Excellent post, Linda!

One thing to keep in mind about suffering is that it cultivates endurance and perseverance in the faith as we continue to confidently place our lives in God's care.

Hence, when more difficult trials come our way we are better able to cope with them because we have learned how to trust God through suffering, and have therefore found Him to be faithful in every way!

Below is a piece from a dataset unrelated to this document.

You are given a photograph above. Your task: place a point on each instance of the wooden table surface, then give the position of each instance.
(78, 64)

Keep fighting the good fight of faith! And no matter what happens, always put Jesus Christ first!

Blessings to you...
Chris Esty

looney2n said...

Hi Chris,
Thanks for the reminder. I sometimes think I need to write that point down, maybe on my forehead. I need reminders all the time that the tough times are cultivating good things, making me stronger for the next battle. Why don't I remember these things DURING those times though!? I suppose I'll get there, hopefully soon!
God Bless!

ssnuffy said...

hmmm, I can be a follower but I see no place to add yu. what'd yu do? buy a cheap spot?? yur brother

looney2n said...

Butchie, click on 'Follow this blog'. I think a new window opens and you can follow it annon or as you. K? K, hows the finger???

Anonymous said...

Hi Linda, thanks for your heartwarming comment on my post. I feel much better now however my husband and I had planned to spend Christmas in my hometown next year. I had gone back home several times but not on Christmas.
Thanks also for the encouraging post. Sometimes we don't understand what we are going through but we should know that there will come a time, everything falls right together because God knows the beginning and the end.
Merry Christmas and a Happy New Year to you and your family!